In the gloom I can see chestnut hair falling over this pen and tears discolouring the paper, yet what hair remains to me is turned to ash and my eyes have for many years refused to moisten.
O, my dearest mother and father, I have grown so hard and brittle. My hand is cramped into a fist from writing countless letters, signed in my own name and in those of girlhood friends – friends who grew to despise me.
Did I not understand your lessons, father? I learned fealty and obedience – to think and act without presuming to question God’s Will. With that wisdom, I was sent away, and hoped to return a better and profitable daughter. I failed.
My whole long, bitter, life, since that melancholy morn – the burn gushing by our cottage while I lifted the latch with the first ray of sun – has been nothing but defeat. I fear that my punishment will not end yet, that where I am bound is a place of eternal retribution.
I have been deceived. By a Lord of the Realm and his lady wife, by a Factor of the land and a Minister of the Kirk. In turn, as the Devil requires, I have deceived those who trusted me. I have collaborated with our tormentors. Throughout it all I have written loyally to you, mother and father – full knowing since near the beginning you received not one word of mine. Letters from nowhere, my words blowing back at me on the sea’s cool wind.
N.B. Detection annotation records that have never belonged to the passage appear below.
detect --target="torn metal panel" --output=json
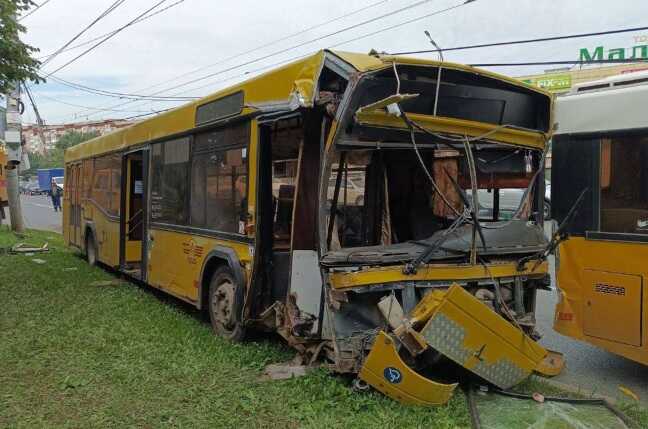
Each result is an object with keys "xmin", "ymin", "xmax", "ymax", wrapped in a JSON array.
[
  {"xmin": 421, "ymin": 286, "xmax": 547, "ymax": 389},
  {"xmin": 358, "ymin": 331, "xmax": 458, "ymax": 406}
]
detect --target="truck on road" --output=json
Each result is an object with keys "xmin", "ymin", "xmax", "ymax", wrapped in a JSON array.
[{"xmin": 37, "ymin": 168, "xmax": 65, "ymax": 194}]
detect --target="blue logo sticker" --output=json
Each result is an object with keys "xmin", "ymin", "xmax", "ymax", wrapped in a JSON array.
[{"xmin": 383, "ymin": 366, "xmax": 403, "ymax": 384}]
I have no information as to where you went or how you lived. I know nothing of the world in which you died. The youngsters here, three generations removed from our home, still dream of old Roseneath. I continue blithely with my skilful misleading. I see no harm in providing them with a dream, a spiritual home. This is the
only craft I have truly mastered. God knows there is little enough in their lives to lift the spirit.
How many years are you dead, mother? How was the end? Do not weep for me, for I know we cannot be further sundered. You will not rise to heaven, nor I descend to Hell. My damnation is knowing there is no damnation. I loved you. I never stopped loving you, and that love has been the undoing of me.
Your faithful daughter, Diana Moore
Elspeth Baillie recognised nothing of her city of dreams.
This must be the sea she frolicked in with Virginie and Isabella and Derrick and George. Across its waves, beyond the corpse of a sailor sacrificed for her, lay Greenock and mountains and
moorland
, and perhaps yet still, a troupe of Family Players pinching a living.
Somewhere, over there, the Ocean View had stood. The
gamblers
would still be gambling in one of the newer establishments of the foreign city in front of her that veiled the old one she had known. Where the Lyric had stood, or Savannah had been, she had no clue. Nonie’s lodgings were at the back of the town, furthest from the coast, but the streets laid out before her made no sense. She had paid so little attention to the town that should have been her home, had taken no notice of what ships were in the port and how the buildings were or the lie of the land. But she remembered the heat in the air, the power of the light, and how the sun prickled gently on her cheeks, unhunching her.